Toename van 80 procent
Volgens de Organisatie voor Economische Samenwerking en Ontwikkeling (OESO) loopt inmiddels meer dan de helft van de handel via internet. Mede daardoor is de mondiale handel in namaak de afgelopen vijf jaar met 80 procent toegenomen. De schade voor het bonafide bedrijfsleven is moeilijk in te schatten, want dan moet je eerst weten hoe groot de namaaksector is, en dat kun je niet weten. Onderzocht is wel dat de Europese kledingindustrie jaarlijks 26 miljard euro misloopt, waarvan Nederlandse kledingbedrijven 1 miljard voor hun rekening moeten nemen. Volgens de OESO bestaat 2,5 procent van de wereldhandel uit namaak. Dan kom je voor een multinational als Unilever uit op een schadepost van 1 miljard euro per jaar.
Hoe moet je de makers van merkproducten tegen die toename van nep beschermen? Over die vraag organiseert de Nederlandse tak van de International Chamber of Commerce (ICC) deze week een internationaal seminar in Den Haag. Want de strijd tegen namaak kan niet vanuit Nederland alleen worden gevoerd.
Nep in de EU
In de Europese Unie zijn vorig jaar 40 miljoen nepartikelen onderschept door de douane, 15 procent meer dan in 2014. De totale waarde wordt geschat op 650 miljoen euro.

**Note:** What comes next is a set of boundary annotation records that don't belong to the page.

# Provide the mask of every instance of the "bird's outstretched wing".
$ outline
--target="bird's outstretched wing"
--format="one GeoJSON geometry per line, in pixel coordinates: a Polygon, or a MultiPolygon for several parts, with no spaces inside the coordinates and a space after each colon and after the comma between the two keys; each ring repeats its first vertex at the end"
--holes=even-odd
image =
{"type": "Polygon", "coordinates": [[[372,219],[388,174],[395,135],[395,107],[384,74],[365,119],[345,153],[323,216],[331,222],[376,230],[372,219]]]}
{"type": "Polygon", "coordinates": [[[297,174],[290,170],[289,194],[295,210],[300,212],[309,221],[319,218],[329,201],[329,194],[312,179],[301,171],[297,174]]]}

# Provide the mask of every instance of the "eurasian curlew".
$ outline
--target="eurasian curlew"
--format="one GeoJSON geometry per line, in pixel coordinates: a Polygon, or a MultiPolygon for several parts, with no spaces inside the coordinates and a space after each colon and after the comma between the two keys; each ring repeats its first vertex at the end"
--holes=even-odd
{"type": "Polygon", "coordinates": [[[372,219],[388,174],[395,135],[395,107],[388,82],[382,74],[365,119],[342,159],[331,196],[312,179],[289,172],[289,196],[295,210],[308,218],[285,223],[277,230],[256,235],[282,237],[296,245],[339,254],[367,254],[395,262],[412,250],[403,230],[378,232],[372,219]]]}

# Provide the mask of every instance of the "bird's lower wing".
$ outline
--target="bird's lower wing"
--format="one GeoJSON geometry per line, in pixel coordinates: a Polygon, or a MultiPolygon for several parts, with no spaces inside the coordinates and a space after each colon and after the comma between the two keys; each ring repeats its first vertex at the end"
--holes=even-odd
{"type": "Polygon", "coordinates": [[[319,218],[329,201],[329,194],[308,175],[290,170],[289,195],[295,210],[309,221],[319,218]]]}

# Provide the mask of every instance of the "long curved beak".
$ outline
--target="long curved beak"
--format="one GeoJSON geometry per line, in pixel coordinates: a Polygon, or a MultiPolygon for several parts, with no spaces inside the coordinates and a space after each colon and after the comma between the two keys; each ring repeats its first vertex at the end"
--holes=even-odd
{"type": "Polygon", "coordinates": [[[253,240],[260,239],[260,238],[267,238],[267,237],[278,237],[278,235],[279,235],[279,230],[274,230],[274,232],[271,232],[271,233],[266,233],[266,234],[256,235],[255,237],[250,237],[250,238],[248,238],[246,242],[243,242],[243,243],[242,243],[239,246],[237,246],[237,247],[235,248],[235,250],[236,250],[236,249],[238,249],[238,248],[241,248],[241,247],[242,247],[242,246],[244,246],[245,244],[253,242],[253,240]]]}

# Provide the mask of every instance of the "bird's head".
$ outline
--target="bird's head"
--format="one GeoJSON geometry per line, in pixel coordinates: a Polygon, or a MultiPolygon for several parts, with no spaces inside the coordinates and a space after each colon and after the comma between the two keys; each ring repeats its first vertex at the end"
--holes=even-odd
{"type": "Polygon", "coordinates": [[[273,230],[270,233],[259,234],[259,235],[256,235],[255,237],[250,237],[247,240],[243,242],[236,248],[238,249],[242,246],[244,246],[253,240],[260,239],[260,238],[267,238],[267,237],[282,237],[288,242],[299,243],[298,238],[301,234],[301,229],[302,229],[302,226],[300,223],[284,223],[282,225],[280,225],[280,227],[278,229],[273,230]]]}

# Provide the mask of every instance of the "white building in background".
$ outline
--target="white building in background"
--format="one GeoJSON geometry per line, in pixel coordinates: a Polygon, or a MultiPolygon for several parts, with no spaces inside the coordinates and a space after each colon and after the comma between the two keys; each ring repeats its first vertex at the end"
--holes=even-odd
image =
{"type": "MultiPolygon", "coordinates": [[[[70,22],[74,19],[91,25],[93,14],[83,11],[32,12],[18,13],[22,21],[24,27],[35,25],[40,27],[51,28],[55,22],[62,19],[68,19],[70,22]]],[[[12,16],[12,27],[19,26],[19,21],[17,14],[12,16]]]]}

In Nederland werden 5 miljoen artikelen onderschept, een verdubbeling ten opzichte van 2014. Maar dit zegt niets over namaak die als pakketpost wordt verzonden.
Er werden in Europa vooral sigaretten (27 procent) in beslag genomen. De landen van herkomst van de producten waren achtereenvolgens China, Montenegro, Hongkong, Maleisië en Benin. Landen lijken zich te specialiseren in de productie van namaak. Uit Benin komen voedingsmiddelen, uit Mexico alcohol, uit Marokko andere dranken, uit Maleisië drogisterijproducten, uit Turkije kleding, uit Hongkong elektronica, uit Montenegro sigaretten en uit India medicijnen.
Rechtszaak tegen Alibaba
Om het probleem van verkoop via internet te ondervangen wordt het vizier van namaakbestrijders in toenemende mate gericht op verkoopplatforms als Marktplaats, eBay en het Chinese Alibaba. Dat laatste krijgt veel aandacht omdat zo’n 80 procent van de namaakartikelen uit China en Hongkong afkomstig zijn. Het Franse concern SA Kering, dat een aantal luxemerken herbergt, heeft vorig jaar een rechtszaak tegen Alibaba aangespannen omdat het handelsplatform willen en wetens de handel in namaakartikelen zou toestaan. Alibaba ontkent dat en wijst erop dat het in twee jaar tijd meer dan 140 miljoen euro heeft gespendeerd aan het weren van namaak.
Juridische stappen
In Nederland is de jacht op namaak onder meer in handen van React, een internationale organisatie die meer dan tweehonderd merkproducenten vertegenwoordigt. ‘We proberen met platforms als eBay en Alibaba afspraken te maken over het omgaan met namaak’, zegt Björn Grootswagers, directeur Noordwest-Europa bij React. ‘Als is aangetoond dat er nepproducten worden aangeboden, dan moeten die advertenties verwijderd worden. Gebeurt dat niet, dan kunnen we juridische stappen nemen. Soms is het nodig om daarmee te dreigen.’